Laura arrived for her appointment and introduced herself in a very quiet voice, which continued throughout the remainder of the mock interview. Contrary to Johnathan, Laura’s answers were very concise and her answers well-suited for an interview. However, her answers were actually too brief, only indicating a skill or a task, without contextualizing with specific examples. Additionally, it was only after I told her the question-answer portion of the mock interview was complete and that she had done a good job, that her whole body relaxed and I saw her smile for the first time.
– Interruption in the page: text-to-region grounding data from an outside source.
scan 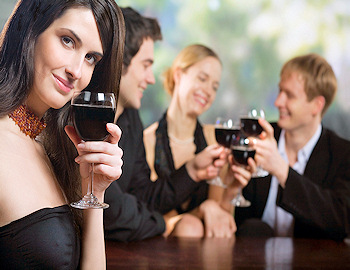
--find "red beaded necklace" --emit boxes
[8,104,47,139]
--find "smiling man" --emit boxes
[235,53,350,241]
[103,7,227,242]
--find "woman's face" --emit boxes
[175,56,222,117]
[27,7,103,117]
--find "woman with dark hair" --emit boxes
[0,0,124,268]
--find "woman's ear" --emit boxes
[173,67,182,84]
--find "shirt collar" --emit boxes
[278,124,322,166]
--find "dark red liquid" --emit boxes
[240,118,263,137]
[232,146,256,165]
[72,104,115,141]
[215,127,240,148]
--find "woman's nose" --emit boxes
[204,82,215,96]
[65,56,84,80]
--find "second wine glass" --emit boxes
[208,117,240,188]
[70,91,116,209]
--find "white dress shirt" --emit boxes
[261,124,322,236]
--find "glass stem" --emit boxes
[237,188,242,200]
[89,163,94,196]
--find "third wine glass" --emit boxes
[230,130,254,207]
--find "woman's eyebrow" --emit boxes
[64,28,103,57]
[64,28,82,44]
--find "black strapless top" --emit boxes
[0,205,80,269]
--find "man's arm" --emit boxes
[278,130,350,240]
[104,182,165,242]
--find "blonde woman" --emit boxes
[144,44,255,237]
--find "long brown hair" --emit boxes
[0,0,125,227]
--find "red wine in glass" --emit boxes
[232,146,256,166]
[240,118,263,137]
[72,105,115,141]
[215,127,240,148]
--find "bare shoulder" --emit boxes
[143,122,159,180]
[0,117,65,226]
[143,122,159,146]
[0,126,34,224]
[203,124,216,145]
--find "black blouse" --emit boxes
[154,111,209,213]
[0,205,80,269]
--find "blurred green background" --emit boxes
[2,0,350,139]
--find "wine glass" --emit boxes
[214,117,237,148]
[230,130,254,207]
[70,91,116,209]
[240,109,269,178]
[207,117,239,188]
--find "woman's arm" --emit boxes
[66,123,123,269]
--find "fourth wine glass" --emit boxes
[240,109,269,178]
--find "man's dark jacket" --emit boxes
[104,109,201,242]
[235,123,350,241]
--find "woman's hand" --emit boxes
[226,155,256,189]
[220,155,256,211]
[65,123,123,197]
[186,144,228,182]
[200,200,236,238]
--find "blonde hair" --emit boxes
[281,53,337,115]
[162,44,221,96]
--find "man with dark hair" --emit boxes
[103,7,226,242]
[235,53,350,241]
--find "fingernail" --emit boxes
[75,157,80,163]
[77,143,85,149]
Laura would like to be a health/wellness coach, completing her Associate’s Degree and either getting specific certification for this career, or attending a local 4-year institution to  receive her Bachelor’s Degree in physical education. When I asked her in what ways this community college was a good fit for her, she explained that she recently had a baby and so this school was the most appropriate option for her. I encouraged Laura to consider what classes have informed her interest in wellness coaching, and to be ready to address those connections in an interview. I also encouraged her to rely on her life experience to foster situational examples to share in an interview. For example, by the time I asked her how she deals with pressure, she had already mentioned the fact that she’s a mom and she enjoys meditating. So, in addressing the question about pressure, I suggested she look to the challenges of being a new mom and her coping mechanism of meditation to lead her in a direction to answer the question. At the end of the session Laura looked like a whole new person, relieved and confident.

Matthew:

Matthew provided me with a great opportunity to learn. He is originally from the Congo and is cognizant of his effort to improve his communication skills. He had been offered a financial and athletic scholarship to a private college, but unfortunately, the scholarship did not cover enough of the cost, and so his father suggested he attend this community college and try transferring to a 4-year institution after completing his Associate’s Degree.
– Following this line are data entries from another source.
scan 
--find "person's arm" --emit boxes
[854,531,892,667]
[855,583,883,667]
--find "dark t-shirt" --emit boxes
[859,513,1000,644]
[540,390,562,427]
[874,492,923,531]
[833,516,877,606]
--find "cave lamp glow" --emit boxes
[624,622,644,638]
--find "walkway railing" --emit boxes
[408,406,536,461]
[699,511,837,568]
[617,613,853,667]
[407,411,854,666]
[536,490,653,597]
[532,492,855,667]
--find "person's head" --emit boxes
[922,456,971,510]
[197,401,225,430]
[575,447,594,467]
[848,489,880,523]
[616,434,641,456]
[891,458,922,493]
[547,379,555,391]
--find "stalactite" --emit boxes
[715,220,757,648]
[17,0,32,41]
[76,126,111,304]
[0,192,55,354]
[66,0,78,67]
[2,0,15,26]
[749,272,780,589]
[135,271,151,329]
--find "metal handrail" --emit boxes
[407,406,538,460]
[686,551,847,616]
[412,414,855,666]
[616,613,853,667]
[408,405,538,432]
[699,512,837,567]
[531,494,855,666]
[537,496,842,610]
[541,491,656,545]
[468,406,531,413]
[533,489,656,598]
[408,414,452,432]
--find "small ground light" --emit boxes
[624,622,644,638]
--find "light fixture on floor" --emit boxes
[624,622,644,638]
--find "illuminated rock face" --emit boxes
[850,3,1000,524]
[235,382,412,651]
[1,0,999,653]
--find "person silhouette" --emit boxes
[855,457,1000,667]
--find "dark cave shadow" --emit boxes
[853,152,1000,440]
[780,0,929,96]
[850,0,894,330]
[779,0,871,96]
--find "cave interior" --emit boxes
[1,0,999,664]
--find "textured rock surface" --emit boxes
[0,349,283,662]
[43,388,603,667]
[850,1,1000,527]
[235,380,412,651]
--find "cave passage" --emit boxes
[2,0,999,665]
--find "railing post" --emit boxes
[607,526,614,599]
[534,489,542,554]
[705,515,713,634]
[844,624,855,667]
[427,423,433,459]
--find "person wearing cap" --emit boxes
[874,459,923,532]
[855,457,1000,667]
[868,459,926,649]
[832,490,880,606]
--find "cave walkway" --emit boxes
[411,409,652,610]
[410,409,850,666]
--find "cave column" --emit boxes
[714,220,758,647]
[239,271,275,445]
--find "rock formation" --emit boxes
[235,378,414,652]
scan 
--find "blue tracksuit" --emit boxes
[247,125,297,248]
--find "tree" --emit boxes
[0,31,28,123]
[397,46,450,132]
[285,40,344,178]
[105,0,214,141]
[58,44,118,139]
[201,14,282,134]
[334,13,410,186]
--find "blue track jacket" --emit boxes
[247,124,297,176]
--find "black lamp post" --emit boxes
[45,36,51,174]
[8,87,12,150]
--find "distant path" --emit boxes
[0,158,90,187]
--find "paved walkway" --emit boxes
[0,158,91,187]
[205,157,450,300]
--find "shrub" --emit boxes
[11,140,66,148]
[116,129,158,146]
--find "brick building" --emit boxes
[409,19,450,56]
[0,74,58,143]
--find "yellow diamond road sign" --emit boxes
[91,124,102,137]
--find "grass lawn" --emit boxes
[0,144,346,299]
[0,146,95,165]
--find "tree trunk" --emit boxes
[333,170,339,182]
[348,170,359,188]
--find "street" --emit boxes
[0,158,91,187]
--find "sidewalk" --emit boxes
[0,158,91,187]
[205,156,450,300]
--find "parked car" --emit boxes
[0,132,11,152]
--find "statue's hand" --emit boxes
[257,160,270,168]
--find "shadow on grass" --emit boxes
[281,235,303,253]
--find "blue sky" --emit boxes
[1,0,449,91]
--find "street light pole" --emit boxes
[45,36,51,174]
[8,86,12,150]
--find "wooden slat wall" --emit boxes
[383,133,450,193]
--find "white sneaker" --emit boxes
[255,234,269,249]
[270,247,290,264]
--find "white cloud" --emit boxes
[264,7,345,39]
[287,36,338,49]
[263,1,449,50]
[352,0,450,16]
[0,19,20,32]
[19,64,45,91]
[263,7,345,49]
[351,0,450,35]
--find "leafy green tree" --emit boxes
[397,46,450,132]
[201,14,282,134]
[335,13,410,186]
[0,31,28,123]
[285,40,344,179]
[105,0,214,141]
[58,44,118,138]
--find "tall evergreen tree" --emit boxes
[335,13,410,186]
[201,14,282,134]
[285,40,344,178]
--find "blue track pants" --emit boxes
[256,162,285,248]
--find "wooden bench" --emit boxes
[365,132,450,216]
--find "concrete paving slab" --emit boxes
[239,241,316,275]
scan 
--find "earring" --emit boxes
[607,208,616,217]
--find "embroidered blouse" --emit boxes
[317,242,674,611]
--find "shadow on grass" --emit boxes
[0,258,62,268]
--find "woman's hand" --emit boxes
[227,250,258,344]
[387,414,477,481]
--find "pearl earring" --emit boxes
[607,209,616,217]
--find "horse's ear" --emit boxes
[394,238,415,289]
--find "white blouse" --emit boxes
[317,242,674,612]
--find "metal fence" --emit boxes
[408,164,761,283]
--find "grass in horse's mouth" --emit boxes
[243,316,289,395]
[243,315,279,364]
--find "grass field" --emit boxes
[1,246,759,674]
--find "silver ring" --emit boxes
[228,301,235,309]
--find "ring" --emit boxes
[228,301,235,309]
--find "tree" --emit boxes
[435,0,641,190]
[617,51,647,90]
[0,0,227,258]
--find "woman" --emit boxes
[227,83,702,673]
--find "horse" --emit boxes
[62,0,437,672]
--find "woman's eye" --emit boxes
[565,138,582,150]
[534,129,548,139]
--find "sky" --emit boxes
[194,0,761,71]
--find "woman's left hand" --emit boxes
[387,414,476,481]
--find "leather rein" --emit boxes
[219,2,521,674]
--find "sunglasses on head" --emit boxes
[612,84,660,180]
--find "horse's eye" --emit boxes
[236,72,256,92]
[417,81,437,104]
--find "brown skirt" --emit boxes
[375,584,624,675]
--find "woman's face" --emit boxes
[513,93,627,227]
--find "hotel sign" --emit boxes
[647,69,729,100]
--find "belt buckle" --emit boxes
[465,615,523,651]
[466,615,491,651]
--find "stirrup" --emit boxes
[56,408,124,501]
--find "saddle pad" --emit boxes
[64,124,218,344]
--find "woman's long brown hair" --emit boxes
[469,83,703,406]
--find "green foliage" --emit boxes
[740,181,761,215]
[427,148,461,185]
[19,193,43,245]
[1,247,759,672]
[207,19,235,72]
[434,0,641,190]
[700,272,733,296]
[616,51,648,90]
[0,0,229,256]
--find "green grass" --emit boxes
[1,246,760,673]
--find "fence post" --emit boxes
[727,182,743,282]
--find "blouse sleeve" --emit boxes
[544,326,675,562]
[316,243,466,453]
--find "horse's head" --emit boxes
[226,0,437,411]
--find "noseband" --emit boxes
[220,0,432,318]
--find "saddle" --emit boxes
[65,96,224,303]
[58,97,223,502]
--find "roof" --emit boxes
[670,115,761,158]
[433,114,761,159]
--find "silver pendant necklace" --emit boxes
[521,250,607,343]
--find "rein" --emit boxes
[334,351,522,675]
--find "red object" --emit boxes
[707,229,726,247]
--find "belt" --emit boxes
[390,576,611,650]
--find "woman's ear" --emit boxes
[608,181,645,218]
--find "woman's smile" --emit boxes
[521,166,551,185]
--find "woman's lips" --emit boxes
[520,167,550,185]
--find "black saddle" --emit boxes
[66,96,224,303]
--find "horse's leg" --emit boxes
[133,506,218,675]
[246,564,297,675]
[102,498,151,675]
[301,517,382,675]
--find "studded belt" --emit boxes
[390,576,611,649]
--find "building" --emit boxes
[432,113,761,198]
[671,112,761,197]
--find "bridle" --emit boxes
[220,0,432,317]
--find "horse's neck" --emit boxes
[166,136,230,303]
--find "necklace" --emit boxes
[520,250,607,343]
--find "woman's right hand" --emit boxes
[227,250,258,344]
In addition to the language barrier, it was clear that Matthew did not understand the process of how to answer questions in an interview. Due to his visa status, Matthew is unable to work at this time, and therefore, his work experience is minimal to none. However, Matthew was encouraged to learn that career development is about building skills which are not solely based on a job title, and therefore, he should consider ways to engage on campus or in extracurricular activities to increase his skill-set to reference in future interviews. We then repeated the mock interview questions, allowing him to practice responding based on his own skills and referencing his life experiences. We also discussed how he can address his communication challenges, by focusing on how this challenge has informed his dedication and perseverance to reach his goals, which he is well on his way to doing. Matthew hopes to become a manager of a large company like Walmart of Food Lion.

Indeed, these students are in the process of working toward their definition of the “American Dream.” I wish them all the very best, and thank them for reminding me of why I work in higher education and believe in the journey toward self-actualization.